In the Makiki shooting, several teens were sitting on a stone wall on Piikoi Street near the intersection with Mott-Smith Drive when a white, older-model van pulled up and stopped, and a passenger fired at them, the teens said.
Bronson said the weapon was a CO2-powered pellet gun “because you could see the smoke coming out.”
McCarthy said there were four to six victims.
Skipps said his girlfriend was hit in the hand, but she did not come forward.
Mary Bagasol, 24, an employee at nearby Hale Nani Rehabilitation and Nursing Center, said she saw a white Dodge van. “The passenger was sitting on the window with his legs facing inside the car, shooting at the kids.”

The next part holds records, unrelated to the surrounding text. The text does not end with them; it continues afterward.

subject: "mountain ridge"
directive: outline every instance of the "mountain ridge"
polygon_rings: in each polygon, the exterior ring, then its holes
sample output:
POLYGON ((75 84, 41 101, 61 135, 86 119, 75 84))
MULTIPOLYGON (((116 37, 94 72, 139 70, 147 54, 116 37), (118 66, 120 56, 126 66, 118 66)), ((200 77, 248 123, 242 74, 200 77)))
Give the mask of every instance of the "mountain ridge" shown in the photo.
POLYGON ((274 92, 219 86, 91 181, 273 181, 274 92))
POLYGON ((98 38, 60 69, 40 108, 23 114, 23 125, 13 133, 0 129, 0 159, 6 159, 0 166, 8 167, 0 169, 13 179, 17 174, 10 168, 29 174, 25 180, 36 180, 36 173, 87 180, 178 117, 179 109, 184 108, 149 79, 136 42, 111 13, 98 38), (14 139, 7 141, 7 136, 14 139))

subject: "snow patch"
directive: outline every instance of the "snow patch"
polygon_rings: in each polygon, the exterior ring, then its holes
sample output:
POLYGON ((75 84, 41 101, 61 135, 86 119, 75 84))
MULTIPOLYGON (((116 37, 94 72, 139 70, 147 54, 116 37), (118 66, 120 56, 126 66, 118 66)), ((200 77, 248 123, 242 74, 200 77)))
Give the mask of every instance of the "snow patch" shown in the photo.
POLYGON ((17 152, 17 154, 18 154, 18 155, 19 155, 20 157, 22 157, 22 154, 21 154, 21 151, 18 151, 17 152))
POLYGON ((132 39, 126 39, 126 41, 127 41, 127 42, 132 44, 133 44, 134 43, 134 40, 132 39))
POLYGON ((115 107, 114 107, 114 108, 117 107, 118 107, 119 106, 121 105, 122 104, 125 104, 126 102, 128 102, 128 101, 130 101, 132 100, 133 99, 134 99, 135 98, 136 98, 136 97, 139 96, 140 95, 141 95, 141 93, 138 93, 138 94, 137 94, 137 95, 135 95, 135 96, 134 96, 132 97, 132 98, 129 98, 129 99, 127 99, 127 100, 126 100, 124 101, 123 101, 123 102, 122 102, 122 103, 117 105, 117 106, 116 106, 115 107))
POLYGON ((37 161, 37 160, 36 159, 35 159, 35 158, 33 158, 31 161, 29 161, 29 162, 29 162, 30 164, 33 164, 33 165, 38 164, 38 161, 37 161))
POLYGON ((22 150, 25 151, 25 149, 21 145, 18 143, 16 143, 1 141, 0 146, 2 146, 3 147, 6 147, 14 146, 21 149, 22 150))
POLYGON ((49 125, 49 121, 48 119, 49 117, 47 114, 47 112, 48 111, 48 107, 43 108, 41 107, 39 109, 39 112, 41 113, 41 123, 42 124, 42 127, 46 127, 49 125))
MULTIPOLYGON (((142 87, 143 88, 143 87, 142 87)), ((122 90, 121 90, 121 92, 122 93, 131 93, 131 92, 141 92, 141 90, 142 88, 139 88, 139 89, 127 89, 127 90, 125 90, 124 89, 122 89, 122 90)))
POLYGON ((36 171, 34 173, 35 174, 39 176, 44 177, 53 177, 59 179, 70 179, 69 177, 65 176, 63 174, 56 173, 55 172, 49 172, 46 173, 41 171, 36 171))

“The kids were trying to hide and sprinted away, trying to get away,” she said.
She said both the passenger and the driver appeared to be in their late teens.
Elijah Spoozak, a 16-year-old McKinley High School student, pulled up one leg of his baggy shorts, revealing where he was shot on his left buttock for police to examine.
Kishimoto was shot on the arm, which “left a red mark that went away.”
The passenger, a slim, dark-complexioned male about 5 feet 9 inches tall, leaned over the side of the van and fired, he said.
Kishimoto said when he saw what looked like a regular black handgun, he yelled out and, unlike his friends who ran, “I froze, actually.”
He said police brought him to an Ala Moana ramen restaurant, where he identified the van.
The rash of shootings began Sept. 22 when a teen in front of Highlands Intermediate School in Pearl City was struck in the back by pellet gun ammunition and received minor injuries. That same day, a Pearl City man said he saw two teens drive up to his house in an older-model green Toyota sedan and that one fired at his two dogs in the front yard.
The shootings appear to have ramped up, with three more Wednesday, including another teen near Waipahu Intermediate School.
Some of the shooters targeted vehicles, including a tour bus on the H-1 freeway near Aloha Stadium. Pet dog shootings have also occurred in Pearl City and Windward Oahu.
The cases include felony assault, criminal property damage, reckless endangering and cruelty to animals, depending on the injuries and the circumstances.